Results: Influenza A was predominant (92.6%), with A/H1N1pdm09 prevailing overall (62.5%) but A/H3N2 dominating in 2017 (55.9%). Phylogenetic analysis identified clade 6B dominance for A/H1N1pdm09, with notable substitutions E119K, Q136K and D151E linked to antigenic changes. A/H3N2 exhibited significant genetic diversity, with co-circulation of 3C.2a4 and 3C.2a1 in 2017 while 2018 predominant subclade 3C.2a1b.1 highlights continued antigenic drift. Loss of PNG sites at position 158 (11/21; 52.4%) in HA and position 329 (81.0%, 17/21) in NA of A/H3N2 viruses were observed.

Conclusions: Continued evolution of A/H1N1pdm09 and A/H3N2 viruses in Mauritius highlights the need for sustained genomic surveillance to inform vaccine and antiviral strategies. Data from Mauritius will contribute to understanding of influenza viruses' ecology in the African region and globally.

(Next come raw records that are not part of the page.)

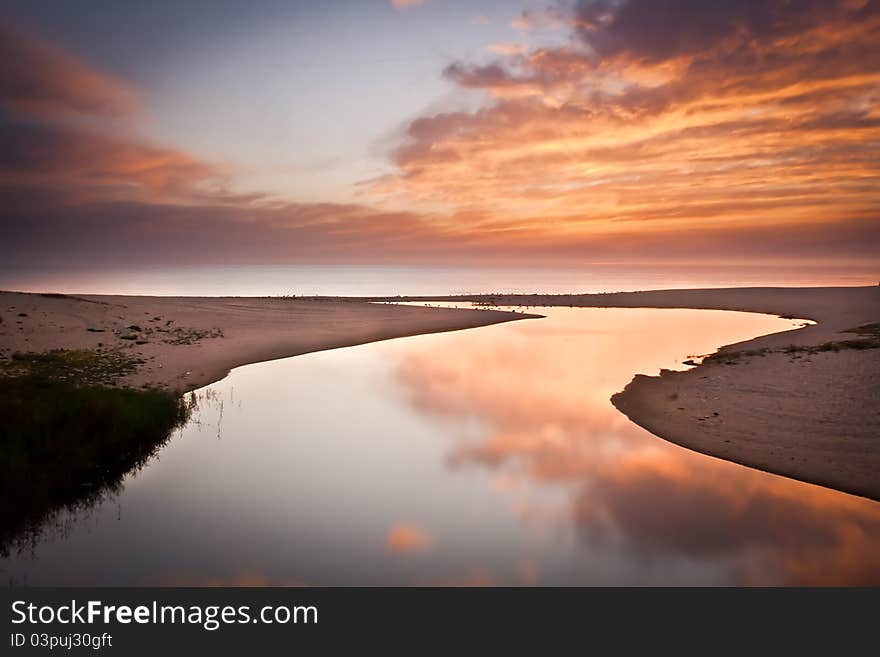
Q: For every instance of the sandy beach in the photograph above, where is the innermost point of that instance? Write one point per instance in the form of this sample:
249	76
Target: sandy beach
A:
803	403
189	342
798	403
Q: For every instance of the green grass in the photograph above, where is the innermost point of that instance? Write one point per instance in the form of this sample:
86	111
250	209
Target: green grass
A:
67	438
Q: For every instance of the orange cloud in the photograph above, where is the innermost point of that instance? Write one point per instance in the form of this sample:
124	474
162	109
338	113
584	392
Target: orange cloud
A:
404	538
40	79
732	119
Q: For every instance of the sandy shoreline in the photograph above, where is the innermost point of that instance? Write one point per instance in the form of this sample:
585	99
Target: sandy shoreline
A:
189	342
786	407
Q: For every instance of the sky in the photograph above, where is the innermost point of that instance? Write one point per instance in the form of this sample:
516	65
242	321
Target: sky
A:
439	131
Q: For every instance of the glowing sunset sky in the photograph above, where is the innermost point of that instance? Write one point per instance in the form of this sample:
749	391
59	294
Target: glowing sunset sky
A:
439	131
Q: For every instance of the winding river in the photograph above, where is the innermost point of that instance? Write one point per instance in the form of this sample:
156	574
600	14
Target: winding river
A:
487	456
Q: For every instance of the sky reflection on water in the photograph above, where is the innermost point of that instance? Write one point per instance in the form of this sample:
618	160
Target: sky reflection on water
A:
488	456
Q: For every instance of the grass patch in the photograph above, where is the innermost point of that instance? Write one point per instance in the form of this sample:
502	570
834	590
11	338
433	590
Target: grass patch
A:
67	439
870	340
78	366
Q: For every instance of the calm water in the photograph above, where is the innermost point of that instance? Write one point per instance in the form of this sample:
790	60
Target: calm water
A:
392	280
488	456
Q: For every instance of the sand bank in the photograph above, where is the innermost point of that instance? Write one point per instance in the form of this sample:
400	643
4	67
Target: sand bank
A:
188	342
788	403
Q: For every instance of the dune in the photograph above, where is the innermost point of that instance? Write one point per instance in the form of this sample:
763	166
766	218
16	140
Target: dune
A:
804	404
189	342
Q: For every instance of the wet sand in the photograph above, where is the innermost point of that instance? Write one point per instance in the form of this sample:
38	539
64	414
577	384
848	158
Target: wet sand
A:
783	407
189	342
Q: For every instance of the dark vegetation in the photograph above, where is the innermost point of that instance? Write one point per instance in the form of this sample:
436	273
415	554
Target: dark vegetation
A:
68	438
869	338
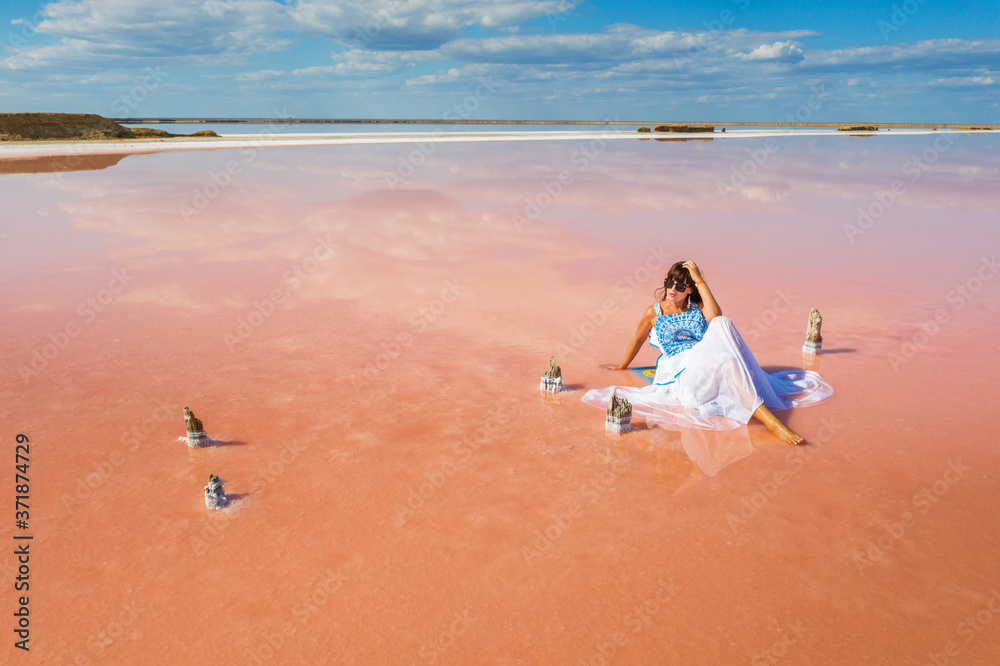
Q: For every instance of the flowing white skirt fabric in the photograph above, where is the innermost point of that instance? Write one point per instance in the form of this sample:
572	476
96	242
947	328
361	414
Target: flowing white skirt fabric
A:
715	385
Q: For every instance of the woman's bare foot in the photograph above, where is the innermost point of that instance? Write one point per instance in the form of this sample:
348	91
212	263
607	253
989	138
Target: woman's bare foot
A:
775	426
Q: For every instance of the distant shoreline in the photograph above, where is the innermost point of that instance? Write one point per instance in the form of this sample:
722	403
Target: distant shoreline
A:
230	120
13	150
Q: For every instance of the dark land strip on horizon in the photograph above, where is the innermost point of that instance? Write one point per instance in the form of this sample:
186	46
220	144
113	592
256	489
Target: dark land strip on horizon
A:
223	120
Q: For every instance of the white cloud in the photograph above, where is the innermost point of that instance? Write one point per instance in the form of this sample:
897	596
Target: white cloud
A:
778	51
412	24
965	81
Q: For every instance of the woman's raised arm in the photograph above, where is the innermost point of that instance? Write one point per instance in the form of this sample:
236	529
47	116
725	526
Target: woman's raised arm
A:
711	308
641	332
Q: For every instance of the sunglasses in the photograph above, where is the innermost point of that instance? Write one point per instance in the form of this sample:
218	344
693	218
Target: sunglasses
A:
668	283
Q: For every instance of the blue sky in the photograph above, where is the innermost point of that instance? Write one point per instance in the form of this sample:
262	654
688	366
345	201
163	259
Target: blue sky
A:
723	60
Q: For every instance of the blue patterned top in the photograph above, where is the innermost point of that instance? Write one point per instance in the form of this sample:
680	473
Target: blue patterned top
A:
679	331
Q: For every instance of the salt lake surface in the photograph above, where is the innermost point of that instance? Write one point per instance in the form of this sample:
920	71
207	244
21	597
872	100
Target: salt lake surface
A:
362	329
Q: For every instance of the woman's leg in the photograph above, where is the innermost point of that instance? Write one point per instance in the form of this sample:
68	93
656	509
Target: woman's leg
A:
776	427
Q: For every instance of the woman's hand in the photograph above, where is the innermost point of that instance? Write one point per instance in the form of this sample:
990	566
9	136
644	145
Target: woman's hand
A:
693	270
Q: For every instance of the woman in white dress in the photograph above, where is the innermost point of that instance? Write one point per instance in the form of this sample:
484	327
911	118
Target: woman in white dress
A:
706	376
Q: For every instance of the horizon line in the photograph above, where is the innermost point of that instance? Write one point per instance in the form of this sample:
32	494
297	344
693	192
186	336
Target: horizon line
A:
231	120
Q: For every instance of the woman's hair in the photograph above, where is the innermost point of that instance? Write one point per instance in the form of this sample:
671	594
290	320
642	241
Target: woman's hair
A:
678	273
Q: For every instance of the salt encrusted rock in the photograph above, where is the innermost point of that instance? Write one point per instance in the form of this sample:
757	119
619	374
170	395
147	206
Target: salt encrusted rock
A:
552	379
814	340
196	436
619	418
215	494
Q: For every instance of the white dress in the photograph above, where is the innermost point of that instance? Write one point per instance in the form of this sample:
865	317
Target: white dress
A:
707	377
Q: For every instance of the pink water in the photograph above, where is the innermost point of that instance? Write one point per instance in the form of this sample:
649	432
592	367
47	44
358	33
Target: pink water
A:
369	359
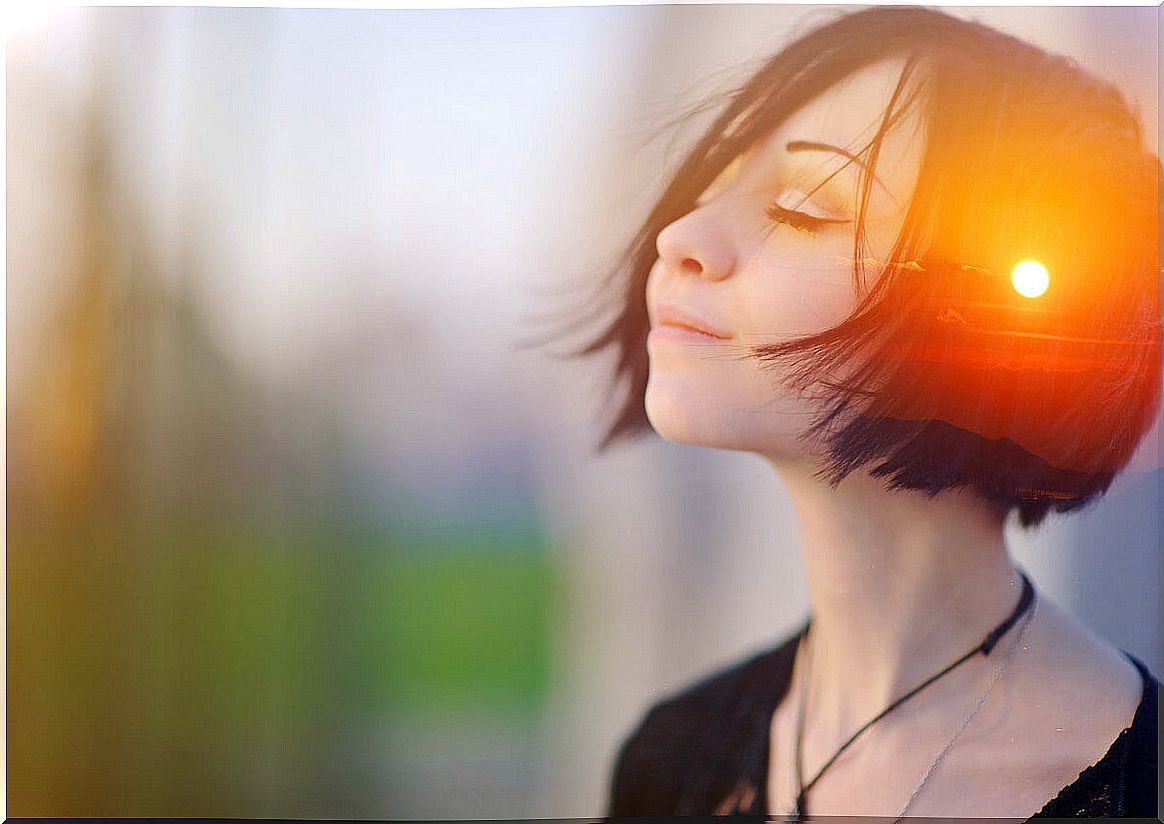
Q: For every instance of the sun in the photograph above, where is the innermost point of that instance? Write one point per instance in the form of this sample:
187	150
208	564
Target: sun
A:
1030	278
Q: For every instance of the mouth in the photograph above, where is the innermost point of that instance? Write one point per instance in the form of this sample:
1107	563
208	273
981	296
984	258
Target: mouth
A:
676	320
687	331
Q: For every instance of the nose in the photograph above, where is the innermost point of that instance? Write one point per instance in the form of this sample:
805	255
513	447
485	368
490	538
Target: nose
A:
694	244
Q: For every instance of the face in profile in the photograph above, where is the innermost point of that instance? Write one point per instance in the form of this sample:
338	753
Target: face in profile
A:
766	256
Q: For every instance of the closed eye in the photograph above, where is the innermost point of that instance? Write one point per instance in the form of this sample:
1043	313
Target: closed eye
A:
801	221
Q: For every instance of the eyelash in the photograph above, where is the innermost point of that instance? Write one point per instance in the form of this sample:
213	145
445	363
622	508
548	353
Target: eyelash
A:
797	220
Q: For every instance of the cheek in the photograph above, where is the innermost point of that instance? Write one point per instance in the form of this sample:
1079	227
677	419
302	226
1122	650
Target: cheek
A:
806	299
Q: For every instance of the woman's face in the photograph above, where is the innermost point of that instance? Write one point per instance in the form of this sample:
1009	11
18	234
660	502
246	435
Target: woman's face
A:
760	260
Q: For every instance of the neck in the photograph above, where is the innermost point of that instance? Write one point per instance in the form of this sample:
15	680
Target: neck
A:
901	585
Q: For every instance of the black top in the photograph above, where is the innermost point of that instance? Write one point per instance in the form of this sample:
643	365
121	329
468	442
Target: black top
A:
705	751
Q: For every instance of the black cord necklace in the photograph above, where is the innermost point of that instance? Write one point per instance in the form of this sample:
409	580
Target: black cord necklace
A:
985	648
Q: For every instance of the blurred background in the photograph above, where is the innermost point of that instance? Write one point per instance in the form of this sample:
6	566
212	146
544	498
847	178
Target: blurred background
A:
296	526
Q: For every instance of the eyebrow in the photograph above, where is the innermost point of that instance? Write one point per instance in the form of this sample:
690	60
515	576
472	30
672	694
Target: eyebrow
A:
814	146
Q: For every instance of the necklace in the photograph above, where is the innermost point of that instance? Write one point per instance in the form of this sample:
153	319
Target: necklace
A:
1026	606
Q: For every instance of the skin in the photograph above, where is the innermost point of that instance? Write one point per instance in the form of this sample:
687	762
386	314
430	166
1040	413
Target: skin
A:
901	584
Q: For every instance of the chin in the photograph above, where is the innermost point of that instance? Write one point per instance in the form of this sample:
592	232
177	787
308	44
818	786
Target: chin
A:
697	420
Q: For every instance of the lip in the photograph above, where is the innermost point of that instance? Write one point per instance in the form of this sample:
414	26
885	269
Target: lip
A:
672	318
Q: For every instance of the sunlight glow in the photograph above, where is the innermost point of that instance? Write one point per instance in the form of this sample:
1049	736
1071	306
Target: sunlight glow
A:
1030	278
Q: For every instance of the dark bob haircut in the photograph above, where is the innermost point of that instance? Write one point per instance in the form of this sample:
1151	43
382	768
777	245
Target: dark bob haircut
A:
944	376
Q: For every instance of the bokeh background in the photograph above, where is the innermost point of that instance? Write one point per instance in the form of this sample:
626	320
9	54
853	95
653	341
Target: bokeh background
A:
297	526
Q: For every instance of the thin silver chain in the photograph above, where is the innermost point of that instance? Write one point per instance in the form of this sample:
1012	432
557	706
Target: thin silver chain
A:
978	705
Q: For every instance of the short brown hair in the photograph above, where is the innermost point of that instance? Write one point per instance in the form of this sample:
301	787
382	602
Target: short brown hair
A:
958	381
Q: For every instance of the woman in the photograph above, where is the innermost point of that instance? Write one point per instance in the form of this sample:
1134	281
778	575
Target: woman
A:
832	281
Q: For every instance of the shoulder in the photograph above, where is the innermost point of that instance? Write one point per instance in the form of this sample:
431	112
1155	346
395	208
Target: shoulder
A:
679	734
1141	764
1125	781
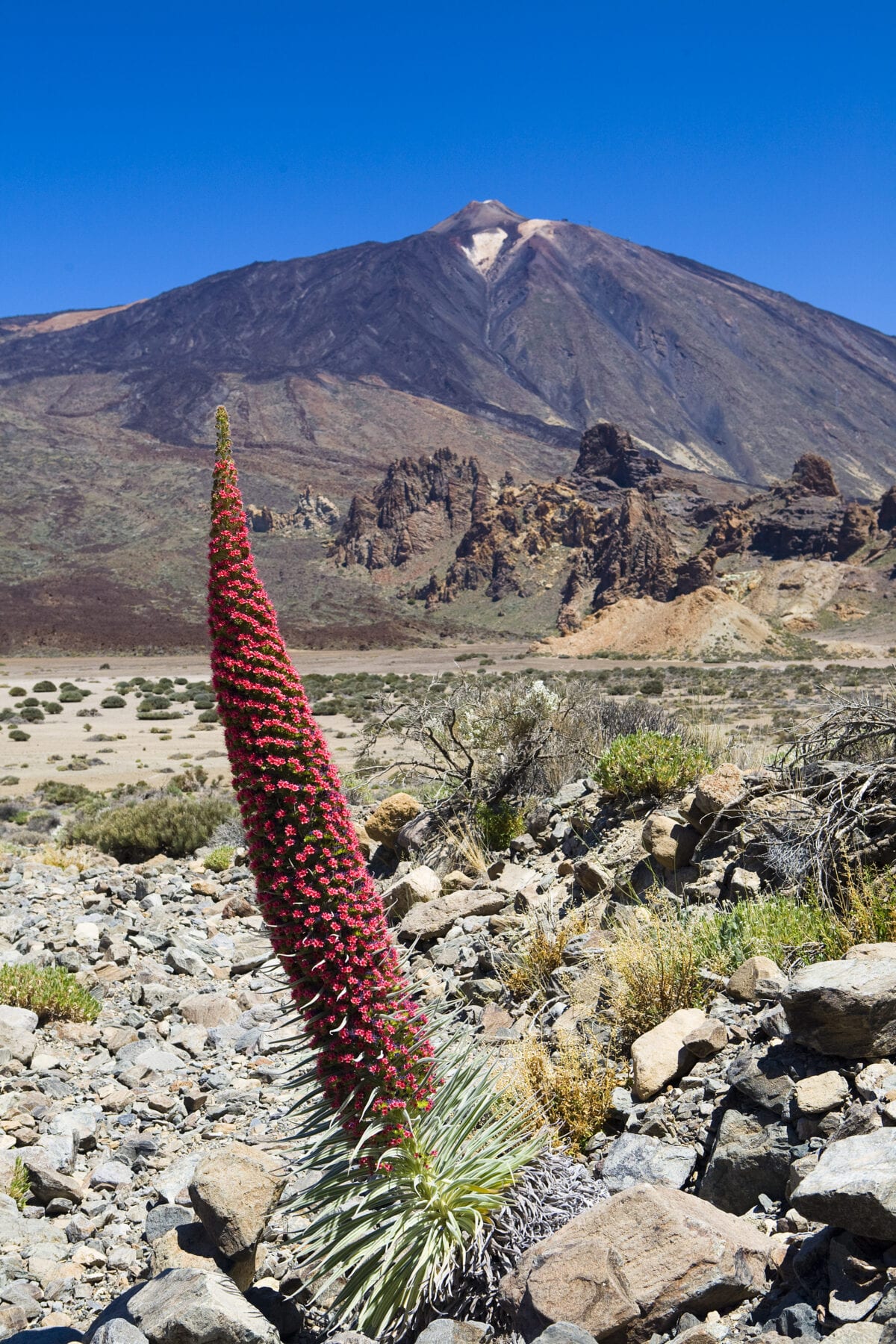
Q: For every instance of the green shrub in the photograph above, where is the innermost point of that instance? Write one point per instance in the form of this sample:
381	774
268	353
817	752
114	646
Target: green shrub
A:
220	859
49	991
19	1183
657	971
140	831
153	702
58	793
649	765
499	824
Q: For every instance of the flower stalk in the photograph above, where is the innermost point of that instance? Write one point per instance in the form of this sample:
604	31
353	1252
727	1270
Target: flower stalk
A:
326	917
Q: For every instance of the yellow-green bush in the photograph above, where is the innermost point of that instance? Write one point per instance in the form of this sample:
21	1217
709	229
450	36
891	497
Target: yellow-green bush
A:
645	764
49	991
139	831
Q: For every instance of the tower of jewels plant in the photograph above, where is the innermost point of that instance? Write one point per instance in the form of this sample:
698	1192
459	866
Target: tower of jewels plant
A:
396	1115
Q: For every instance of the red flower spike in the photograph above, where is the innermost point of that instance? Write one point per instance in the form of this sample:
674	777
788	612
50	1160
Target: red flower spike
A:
326	917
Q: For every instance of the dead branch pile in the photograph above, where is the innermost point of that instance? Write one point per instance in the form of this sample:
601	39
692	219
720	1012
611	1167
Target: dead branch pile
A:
842	780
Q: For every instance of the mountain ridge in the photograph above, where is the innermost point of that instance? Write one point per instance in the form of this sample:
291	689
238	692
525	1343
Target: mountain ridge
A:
491	335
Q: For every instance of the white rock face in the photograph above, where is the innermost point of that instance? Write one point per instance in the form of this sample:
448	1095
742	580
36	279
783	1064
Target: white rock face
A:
484	249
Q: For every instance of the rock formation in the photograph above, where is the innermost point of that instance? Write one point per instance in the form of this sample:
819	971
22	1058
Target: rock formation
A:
420	503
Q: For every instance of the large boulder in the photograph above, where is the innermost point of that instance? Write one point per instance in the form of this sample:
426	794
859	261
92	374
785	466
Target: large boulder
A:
635	1263
190	1307
390	816
415	886
719	789
669	841
662	1054
234	1196
844	1007
853	1186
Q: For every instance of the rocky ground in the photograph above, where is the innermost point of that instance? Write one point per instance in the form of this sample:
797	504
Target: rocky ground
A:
744	1163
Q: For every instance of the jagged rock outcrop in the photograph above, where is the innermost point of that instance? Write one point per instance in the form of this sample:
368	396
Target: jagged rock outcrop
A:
623	524
609	456
507	539
887	511
420	503
815	475
633	556
808	517
314	512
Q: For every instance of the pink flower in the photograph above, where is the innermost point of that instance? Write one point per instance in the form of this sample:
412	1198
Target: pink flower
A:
326	917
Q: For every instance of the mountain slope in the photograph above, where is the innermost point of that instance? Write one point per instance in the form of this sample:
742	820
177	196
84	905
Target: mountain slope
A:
536	326
491	335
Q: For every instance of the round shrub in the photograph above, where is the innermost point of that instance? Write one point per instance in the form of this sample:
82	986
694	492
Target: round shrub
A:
153	702
139	831
644	764
220	859
58	792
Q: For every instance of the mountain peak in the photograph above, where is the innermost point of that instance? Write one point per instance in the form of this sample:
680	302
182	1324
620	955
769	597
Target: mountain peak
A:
479	214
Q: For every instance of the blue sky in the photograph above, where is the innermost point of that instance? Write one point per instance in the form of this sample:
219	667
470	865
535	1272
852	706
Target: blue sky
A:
143	147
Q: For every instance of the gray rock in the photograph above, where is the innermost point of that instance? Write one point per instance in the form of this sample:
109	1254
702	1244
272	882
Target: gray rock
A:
190	1307
453	1332
756	979
768	1077
50	1335
46	1183
433	918
638	1157
564	1332
418	885
234	1196
119	1332
161	1218
19	1045
860	1332
111	1175
820	1093
845	1007
853	1186
16	1019
751	1157
637	1260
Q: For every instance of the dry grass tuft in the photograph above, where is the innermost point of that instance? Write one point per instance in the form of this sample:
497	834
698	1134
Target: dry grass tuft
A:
657	971
568	1089
541	956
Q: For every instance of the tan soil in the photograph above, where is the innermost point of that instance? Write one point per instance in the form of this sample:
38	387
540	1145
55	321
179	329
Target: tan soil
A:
706	623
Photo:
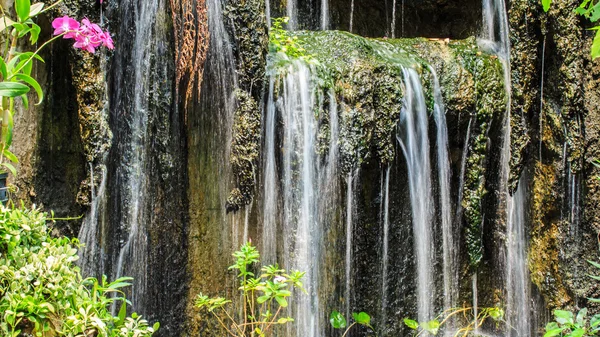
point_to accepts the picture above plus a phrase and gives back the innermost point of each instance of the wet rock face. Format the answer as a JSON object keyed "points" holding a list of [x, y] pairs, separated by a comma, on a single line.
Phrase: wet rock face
{"points": [[374, 18]]}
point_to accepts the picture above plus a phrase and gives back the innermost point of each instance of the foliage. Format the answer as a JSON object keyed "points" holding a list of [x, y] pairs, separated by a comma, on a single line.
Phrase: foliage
{"points": [[468, 313], [16, 66], [590, 9], [42, 291], [264, 297], [567, 324], [338, 321], [280, 40]]}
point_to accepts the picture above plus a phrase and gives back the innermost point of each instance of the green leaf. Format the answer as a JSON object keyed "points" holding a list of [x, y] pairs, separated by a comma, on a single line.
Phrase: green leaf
{"points": [[122, 313], [3, 68], [36, 8], [13, 89], [546, 5], [433, 326], [23, 8], [10, 168], [25, 101], [262, 299], [7, 132], [361, 318], [596, 52], [282, 301], [581, 316], [337, 320], [5, 22], [34, 84], [553, 332], [412, 324], [496, 313], [34, 33], [10, 156], [579, 332], [563, 316]]}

Keywords: Ct cycle threshold; GISAID Global Initiative on Sharing All Influenza Data; HA Haemagglutinin; ILI Influenza Like Illness; NA Neuraminidase; NGlyc N‐linked glycosylation; PCR Polymerase chain reaction; SARI Severe Acute Respiratory Illness.

FIGURE 1

Maximum‐likelihood (a) HA and (b) NA genes phylogenetic trees from influenza A/H1N1pdm09 viruses detected in Mauritius, 2017–2019. Statistical confidence in branch placements were determined using 1000 bootstrap replicates and significant clusters were defined by bootstrap values > 70%. The vaccine strain is colored bright red. Mauritius strains from each year are indicated by different colors as shown in the color key. The key amino acid substitutions defining clades and subclades are indicated on the branches.

FIGURE 2

Maximum‐likelihood phylogenetic trees for (a) HA and (b) NA gene segments from influenza A/H3N2 viruses detected in Mauritius during 2017–2019. Statistical confidence in branch placements were determined using 1000 bootstrap replicates and significant clusters were defined by bootstrap values > 70%. Mauritius strains from each year are indicated by different colors as shown in the color key and relevant vaccine strains are colored bright red. Key amino acid substitutions defining clades and subclades are indicated on branches.